Hamilton himself is someone we weren’t taught all that much about, and if we learned about Alexander Hamilton at all, we heard about the Federalist Papers and his role at the Treasury, recognized him as the face on the $10 bill, and knew that he died in a duel with Aaron Burr (Odom Jr.); I grew up in one of the many towns named after Alexander Hamilton and he didn’t really get covered all that much beyond the basics.
But Hamilton brings depths of humanity to Hamilton himself, warts and all, but the greater gift—enhanced with the care and attention that the camera gives them, as well as the book, music, and lyrics by Miranda—is the humanity that the other players, some of them larger-than-life figures whose legacy looms large to this day, receive.
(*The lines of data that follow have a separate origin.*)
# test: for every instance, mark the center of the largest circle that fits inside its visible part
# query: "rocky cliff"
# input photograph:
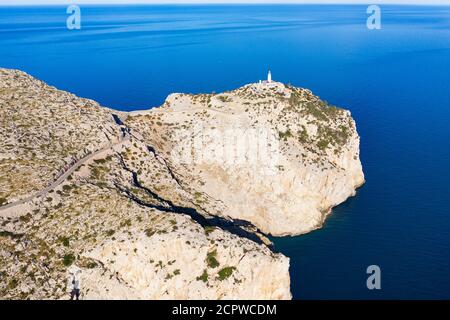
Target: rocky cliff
(173, 202)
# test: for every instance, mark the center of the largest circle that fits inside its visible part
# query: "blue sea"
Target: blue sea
(395, 81)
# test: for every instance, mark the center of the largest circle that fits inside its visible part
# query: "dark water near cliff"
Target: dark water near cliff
(396, 82)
Aaron Burr isn’t just the person who shot Hamilton, he’s the tragic figure; Odom Jr. is magnetic on-screen as the cameras capture the subtleties that you might not be able to see from the mezzanine, such as just how slowly his expression falls after Hamilton endorses Thomas Jefferson (Daveed Diggs), Hamilton’s political opponent in the second act, for president. Eliza (Soo) is the heart of the show, bringing warmth and empathy to every scene she’s in; you really feel her presence missing when she’s gone, and once she writes herself out of the narrative. George Washington (Christopher Jackson) is a father figure, a mentor, and a boss all at once, someone who sets the precedent with every decision he made but also someone who was complicit in one of America’s original sins: slavery.
One of the more dazzling displays in Hamilton is the visualization of “Rewind” in “Satisfied,” the showstopper performed by Angelica Schuyler (Renée Elise Goldsberry), as we travel back to the night that Angelica met Hamilton mid-wedding toast. News of John Laurens’ (Anthony Ramos) death, the lone scene kept off the cast album, is given a quiet but lovely quiet spotlight. Diggs steals the show, both as Marquis de Layfayette and Jefferson, the latter especially knowing just how to charm the camera.
Many of the things that Hamilton relays, from its criticism of some Founding Fathers as slaveholders, to who’s excluded from the Declaration of Independence (Angelica wants to compel Jefferson to “include women in the sequel”), are built into the show itself. But amid our current reckoning on systemic racism and the figures that we choose to honor with statues and monuments, many of those moments hit even harder, but you could still argue that those callouts don’t go far enough.
Hamilton in its current form won’t replace the experience of watching it live on the stage, although certain elements of the show, from King George’s cellphone warning, a one-minute intermission, exit music during the credits, and the energy that comes from a Cabinet Battle performed in front of an audience, are preserved for the filmed production. But while Broadway will remain closed for the rest of 2020, this version of Hamilton is the only way any of us can see the show right now.
It also serves as a strong argument for why we should make more shows and plays accessible to everyone, even those that aren’t massive, game-changing hits like Hamilton. It brings the theater experience to our homes, but it also allows those of us who might not ever get in the room to experience theater. And making Hamilton more accessible for everyone won’t discourage people from seeing Hamilton once we’re allowed to go back to the theater. In fact, it might make some people want to go even more.
Hamilton will be released on Disney+ on July 3.